I love that at one point Italian gothic horror was getting imported to America regularly. Like this movie, known as Metempsyco over there and directed by one and done Antonio Boccacci who was mostly a paperback writer.

Shot in sepia tone, it stars Annie Alberti — a one-time fumetti novel star — as Anna Darnell, who is tormented by visions of a dead countess. Her father does the only sensible thing. No, he doesn’t pay for her therapy and give her space to solve her issues. No, instead he takes her to the castle where the countess lived — and a place where at least two women have died in recent days — and lets her work it out. Well, hope you do well, Anna, and enjoy that strange mutilated hunchback doing all the tying up and killing.

This was released in the U.S. along with Night of the Vampires which was given the title Cave of the Living Dead.

You can watch this on Tubi.

The Brides Wore Blood (1972)

The poster to this movie is all it took to get me, but then I discovered that hardly anyone has watched this, that it was shot in Jacksonville, Florida for nearly no money and it goes all out occult weirdness in the midst of sunlight sleaze. All of this and more, please.

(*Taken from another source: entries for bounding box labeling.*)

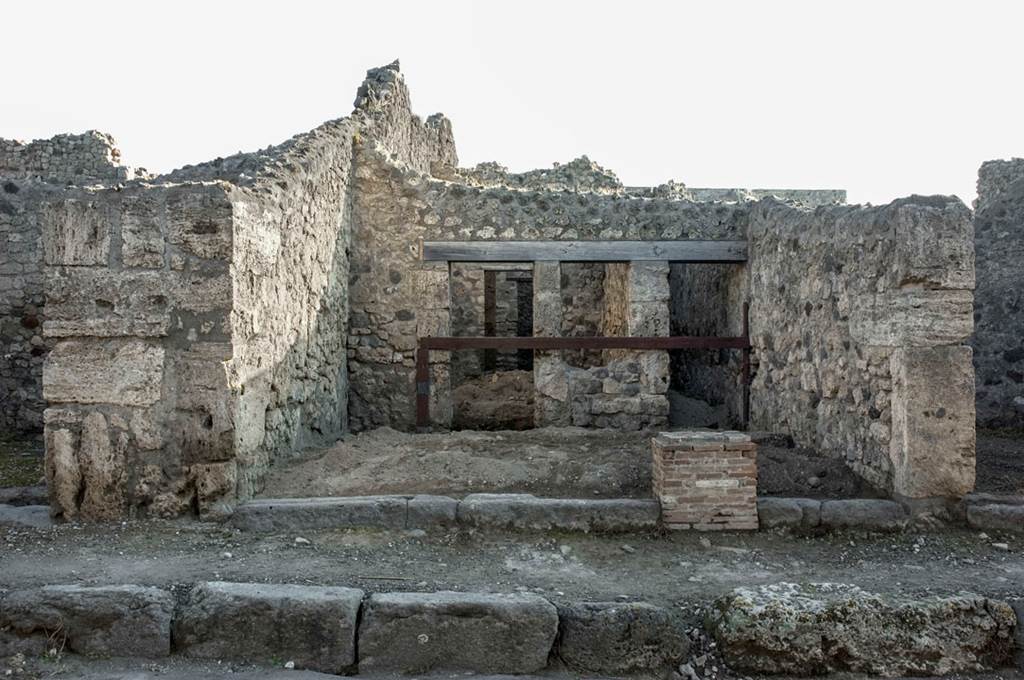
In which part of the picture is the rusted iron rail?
[416,304,751,428]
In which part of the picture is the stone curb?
[758,497,910,532]
[230,494,660,533]
[0,583,1024,677]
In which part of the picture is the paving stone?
[967,503,1024,532]
[174,582,364,673]
[758,497,821,528]
[556,602,690,675]
[709,583,1015,677]
[231,496,409,532]
[406,495,459,528]
[358,592,558,674]
[0,505,53,528]
[0,586,174,657]
[821,499,908,532]
[459,494,660,533]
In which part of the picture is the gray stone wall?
[0,131,135,433]
[229,120,357,497]
[972,159,1024,428]
[749,197,974,498]
[0,130,138,184]
[40,183,237,519]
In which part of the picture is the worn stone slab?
[821,499,909,532]
[556,602,690,675]
[358,592,558,674]
[459,494,660,533]
[967,503,1024,532]
[406,495,459,528]
[231,496,409,532]
[758,497,821,528]
[708,583,1015,677]
[174,582,364,673]
[0,505,53,528]
[0,586,174,657]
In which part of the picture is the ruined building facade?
[0,65,1020,518]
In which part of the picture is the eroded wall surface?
[972,159,1024,428]
[0,131,135,433]
[750,197,975,498]
[41,183,237,519]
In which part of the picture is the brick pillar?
[651,430,758,532]
[627,262,670,427]
[414,262,452,428]
[534,262,570,427]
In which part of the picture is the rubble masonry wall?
[971,159,1024,428]
[750,197,974,498]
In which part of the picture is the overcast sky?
[0,0,1024,204]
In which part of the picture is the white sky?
[0,0,1024,203]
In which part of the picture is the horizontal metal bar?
[421,240,746,262]
[420,336,751,350]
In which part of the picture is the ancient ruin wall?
[229,119,356,498]
[972,159,1024,428]
[0,131,134,432]
[349,144,746,429]
[750,197,974,498]
[41,183,236,519]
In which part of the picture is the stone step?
[230,494,660,534]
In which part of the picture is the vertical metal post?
[740,302,751,429]
[416,346,430,431]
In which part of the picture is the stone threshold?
[0,582,1024,677]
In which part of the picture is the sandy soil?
[0,520,1024,603]
[260,427,876,498]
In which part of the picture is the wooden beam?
[420,240,746,262]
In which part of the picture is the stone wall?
[749,197,974,498]
[229,119,356,497]
[41,183,236,519]
[0,131,136,433]
[349,143,748,429]
[0,130,138,184]
[972,159,1024,428]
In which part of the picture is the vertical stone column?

A psychic tells a young blonde named Yvonne (Dolores Heiser) that she needs a new life and should move to Florida, which brings her into the world of the DeLorca family. They have a curse upon them as once there was a ritual to conjure evil spirits that got interrupted, so now each male son becomes a vampire, which kills the mother upon the second birth.

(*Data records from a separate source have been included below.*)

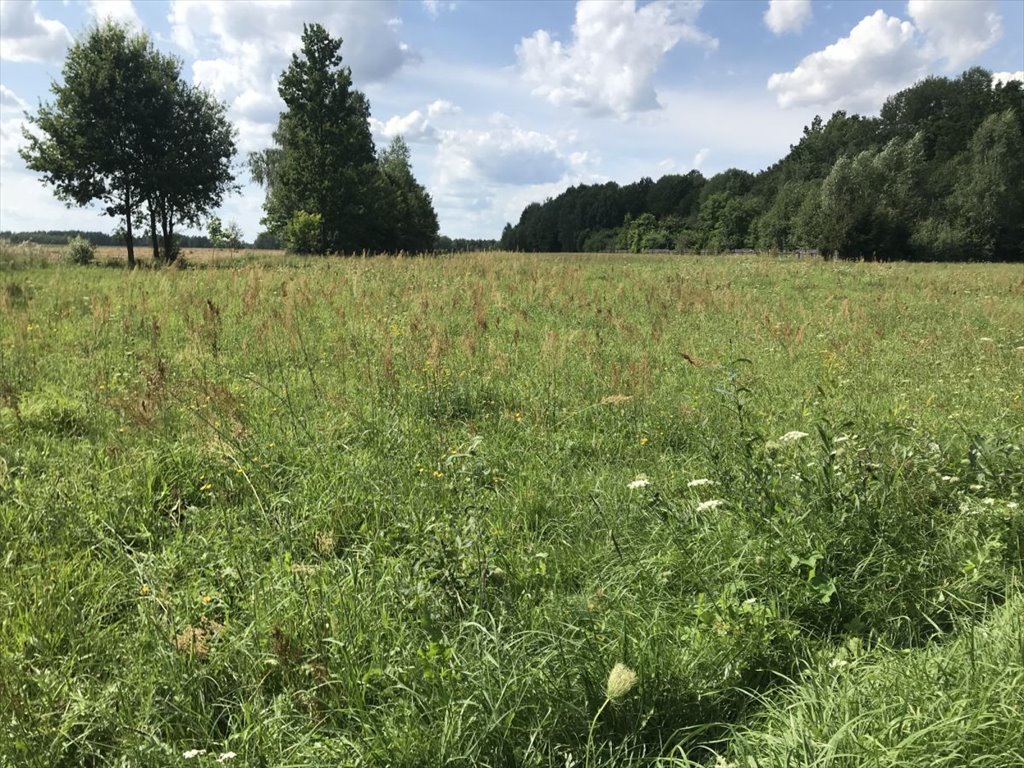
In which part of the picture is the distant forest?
[501,68,1024,261]
[0,229,499,253]
[0,229,222,248]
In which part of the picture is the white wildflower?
[697,499,725,512]
[626,475,650,490]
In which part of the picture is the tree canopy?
[249,24,437,253]
[22,22,234,265]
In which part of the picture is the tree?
[380,136,437,253]
[952,110,1024,261]
[145,79,237,262]
[20,22,234,266]
[20,23,169,266]
[249,24,377,253]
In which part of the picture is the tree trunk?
[160,205,178,264]
[125,187,135,269]
[150,200,160,263]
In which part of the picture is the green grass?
[0,254,1024,767]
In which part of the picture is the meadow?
[0,249,1024,768]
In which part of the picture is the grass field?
[0,252,1024,768]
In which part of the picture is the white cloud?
[423,0,458,18]
[370,98,462,146]
[516,0,718,118]
[765,0,1002,111]
[427,98,462,118]
[89,0,143,30]
[0,0,72,63]
[906,0,1002,68]
[764,0,811,35]
[991,71,1024,88]
[438,114,579,184]
[0,83,29,112]
[768,10,928,110]
[370,110,437,145]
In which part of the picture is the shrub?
[285,211,323,253]
[65,234,96,264]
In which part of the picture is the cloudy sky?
[0,0,1024,239]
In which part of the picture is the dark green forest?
[501,68,1024,261]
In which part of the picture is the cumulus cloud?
[370,98,462,145]
[370,110,437,144]
[427,98,462,118]
[423,0,458,18]
[0,84,29,168]
[0,83,29,112]
[764,0,811,35]
[438,115,570,184]
[766,0,1002,111]
[991,71,1024,88]
[906,0,1002,68]
[768,10,928,109]
[516,0,718,118]
[89,0,142,30]
[0,0,72,63]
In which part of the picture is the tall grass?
[0,254,1024,766]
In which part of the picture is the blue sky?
[0,0,1024,239]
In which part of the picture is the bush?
[285,211,323,253]
[65,234,96,264]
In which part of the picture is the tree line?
[20,22,437,266]
[501,68,1024,261]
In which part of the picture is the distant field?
[0,243,285,267]
[0,249,1024,768]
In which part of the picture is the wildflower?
[697,499,725,512]
[601,394,633,406]
[605,662,637,701]
[626,475,650,490]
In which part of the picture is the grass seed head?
[605,662,637,701]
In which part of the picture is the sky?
[0,0,1024,241]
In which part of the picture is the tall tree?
[250,24,377,253]
[145,78,237,262]
[22,22,234,266]
[20,23,169,266]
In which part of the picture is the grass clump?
[724,595,1024,768]
[65,234,96,266]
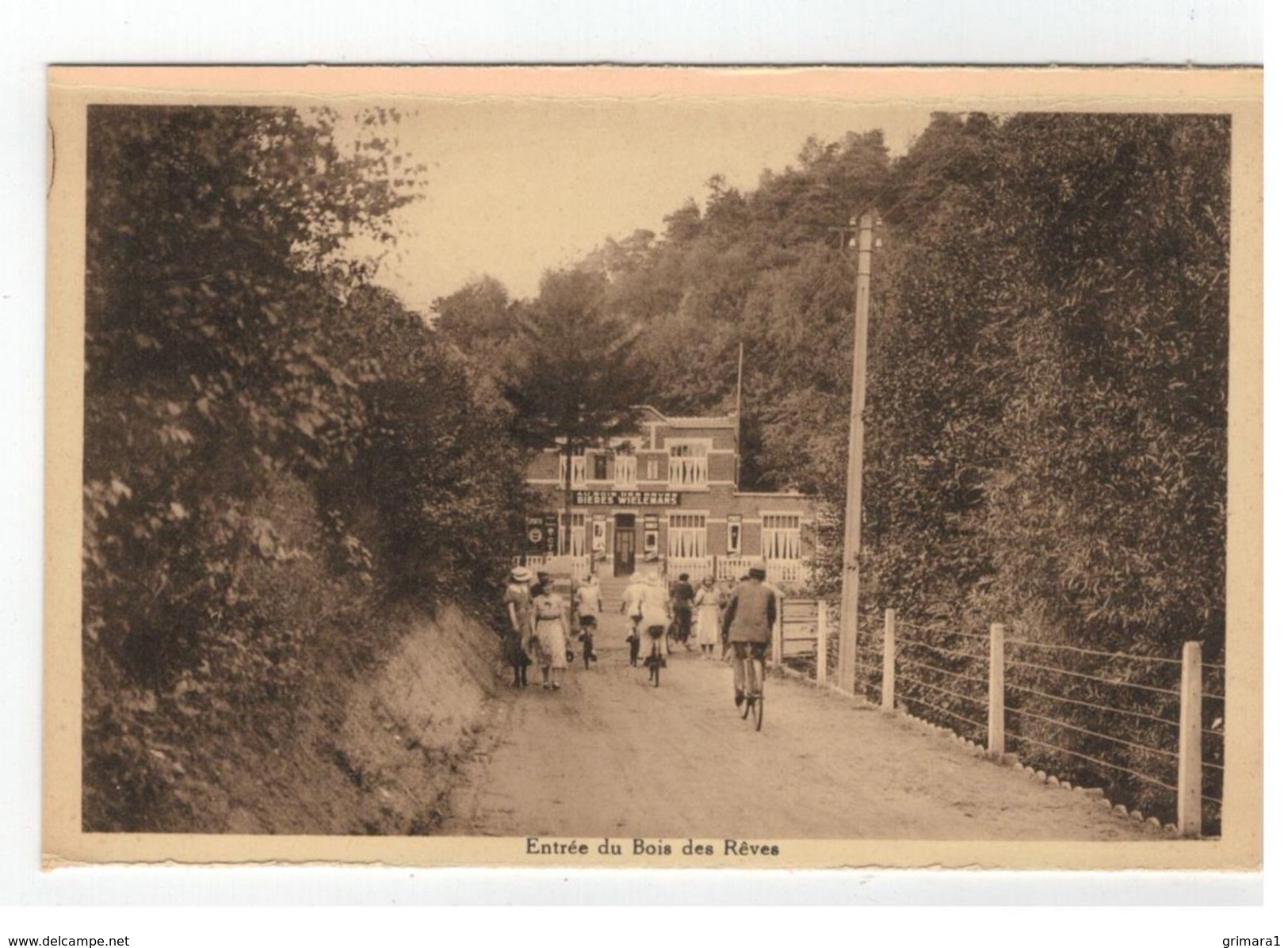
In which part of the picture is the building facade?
[522,407,814,585]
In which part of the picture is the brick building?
[522,406,814,583]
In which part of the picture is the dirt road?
[445,614,1162,840]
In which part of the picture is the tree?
[503,269,641,549]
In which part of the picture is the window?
[559,449,586,487]
[559,513,586,556]
[666,441,707,487]
[613,455,635,484]
[666,514,707,559]
[760,514,801,559]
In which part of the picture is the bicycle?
[581,618,596,670]
[734,643,765,730]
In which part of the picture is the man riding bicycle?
[721,559,778,707]
[637,573,671,668]
[622,573,648,666]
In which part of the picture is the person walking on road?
[532,575,568,690]
[693,575,720,659]
[622,572,647,667]
[501,567,532,688]
[639,572,674,668]
[723,559,778,707]
[573,573,604,662]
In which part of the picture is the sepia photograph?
[44,67,1263,870]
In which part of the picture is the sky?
[357,98,930,312]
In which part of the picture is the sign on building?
[573,491,680,507]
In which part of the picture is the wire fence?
[773,602,1226,835]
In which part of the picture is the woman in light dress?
[532,575,568,690]
[501,567,532,688]
[693,575,720,661]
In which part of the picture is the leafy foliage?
[82,107,522,830]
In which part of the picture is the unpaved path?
[443,614,1162,840]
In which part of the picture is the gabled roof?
[635,404,738,428]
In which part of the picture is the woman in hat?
[622,572,648,667]
[532,575,568,690]
[693,575,720,659]
[501,567,532,688]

The family has a plan: Madame von Kirst explains to them if they lure four girls — remember the young lady I discussed above? — to their house and do a new ritual, they can escape the pox upon their clan. There are also three other girls — Laura (Jan Sherman), Vickie (Rita Ballard) and Dana (Delores Starling) — as well as a hunchback and a wild sunlit home, which seems like not the place for vampires to live, but hey, I’m not a cursed vampiric madman, so what do I really know?

The occult influence on this film comes directly from all of Anton LaVey’s appearances in men’s magazines, focusing on his use of nude women as altars. Obviously, I am scandalized by all of this.

You can watch this on Tubi.

 

Punk Rock (1977)

Somehow, some way, Carter Stevens’ Punk Rock is on Tubi, pornography without pornography, yet still appearing with sleaze and heart and story intact. Also known as Teenage Runaways, Stevens saw the success of Saturday Night Fever, knew punk was hot and went out and shot new scenes that replaced the penetration to get an R-rated version — the one I watched — in theaters.

With a soundtrack by Elda & The Stillettos, The Fast, The Spicy Bits and The Squirrels, this proves a lie to the VCA 90s era of porn that seemed hopelessly years behind the times. At this point, adult wasn’t reflecting the world, it was somehow a few moments ahead of the rest of the country.

Jimmy Dillinger (Wade Nichols) just saved a girl named Jenny (Susaye London) from a cult that turns their girls into prostitutes. He gets set up for a murder he didn’t commit, the crooks come back and get his girl. The cops — like inspector Joe Giovanni, played by a pre-jungle bound Robert Kerman — aren’t on his side either. But hey — he’s going to come out on top. And probably come on top, too.

Beyond the joy of finding this on a Fox-owned streaming site, Punk Rock gives you plenty of footage of Max’s Kansas City, lots of great pinball machines — really, the movie is filled with them — and footage of St. Mark’s when punk really was a real thing. There’s also a great soundtrack by The Squirrels, The Fast, The Spicy Bits and Elda & The Stillettos, who actually have a major role to play in the story.

Debbie Harry was originally in the Stilettos and Stevens wanted her for the film. Stevens told Cinedelphia Film Festival’s Andy Elijah how the movie was made, “I was living at the time with Honey Stevens, a hardcore punk who dragged me to every punk event in New York. I found the bands simply by sitting in Max’s. I picked three of the most different bands I could pick. I wanted a different look from each band. The Squirrels in their platform sneakers and school jackets, and then the Spicy Bits, a hardcore rock band, and then The Fast, the most well-known of the three.”

There’s also an awesome marquee for Coma and man, that made me happy.

Yes. You can really watch this on Tubi.